Daily Office: Vespers
Idiocracy “In an interview last year for this obituary”
Friday, 22 April 2011

Presumably, the Times writer really did tell Madelyn Pugh Davis, the long-time I Love Lucy writer who died the other day at 90, why they were calling.

In an interview last year for this obituary, Ms. Davis recalled some of the many wacky situations she helped devise for Ms. Ball: standing on stilts, coping with a house overrun by baby chicks, wearing a beard and — a classic — overwhelmed by a warp-speed conveyor belt in a chocolate factory.

“Lucy would do anything we suggested,” Ms. Davis said.

Really?

“The only time she ever said she didn’t want to do something was when she saw an elephant on the set and ran up to her office,” Ms. Davis recalled.

The script called for her to retrieve $500 from under the elephant’s foot.

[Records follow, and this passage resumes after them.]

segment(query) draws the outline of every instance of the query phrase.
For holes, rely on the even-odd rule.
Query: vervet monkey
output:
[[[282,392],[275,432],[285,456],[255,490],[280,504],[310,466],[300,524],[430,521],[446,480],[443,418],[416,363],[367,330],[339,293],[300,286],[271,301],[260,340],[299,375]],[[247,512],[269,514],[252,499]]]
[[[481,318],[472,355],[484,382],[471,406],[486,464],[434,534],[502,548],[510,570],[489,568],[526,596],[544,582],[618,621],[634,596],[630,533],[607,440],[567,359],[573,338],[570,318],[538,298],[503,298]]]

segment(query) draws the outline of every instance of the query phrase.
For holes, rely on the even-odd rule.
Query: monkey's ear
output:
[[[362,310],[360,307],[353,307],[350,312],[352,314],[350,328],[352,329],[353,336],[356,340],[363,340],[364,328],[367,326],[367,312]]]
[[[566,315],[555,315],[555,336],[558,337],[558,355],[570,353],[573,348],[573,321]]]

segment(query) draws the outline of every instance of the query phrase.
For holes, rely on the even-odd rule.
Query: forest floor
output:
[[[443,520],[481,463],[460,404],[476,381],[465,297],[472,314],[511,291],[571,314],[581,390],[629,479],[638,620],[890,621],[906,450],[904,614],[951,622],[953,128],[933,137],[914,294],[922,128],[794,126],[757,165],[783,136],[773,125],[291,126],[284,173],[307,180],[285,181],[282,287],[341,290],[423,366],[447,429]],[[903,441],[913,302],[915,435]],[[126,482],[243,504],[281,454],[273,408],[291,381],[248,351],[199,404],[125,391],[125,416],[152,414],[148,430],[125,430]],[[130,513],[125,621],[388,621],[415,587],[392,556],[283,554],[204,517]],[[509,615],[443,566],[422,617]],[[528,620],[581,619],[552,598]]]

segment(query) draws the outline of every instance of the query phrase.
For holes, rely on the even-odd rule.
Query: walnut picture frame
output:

“Then the phone rang and it was Vivian Vance,” Ms. Davis said. “Vivian said, ‘It’s O.K., I told Lucy that if she didn’t want to do that funny thing, I’ll do it.’ And Lucy said, ‘O.K., I’ll do it.’ So she talked into the elephant’s trunk and got it to lift its foot.”

But then, Davis went to high school (and was in the fiction club) with Kurt Vonnegut. There you go.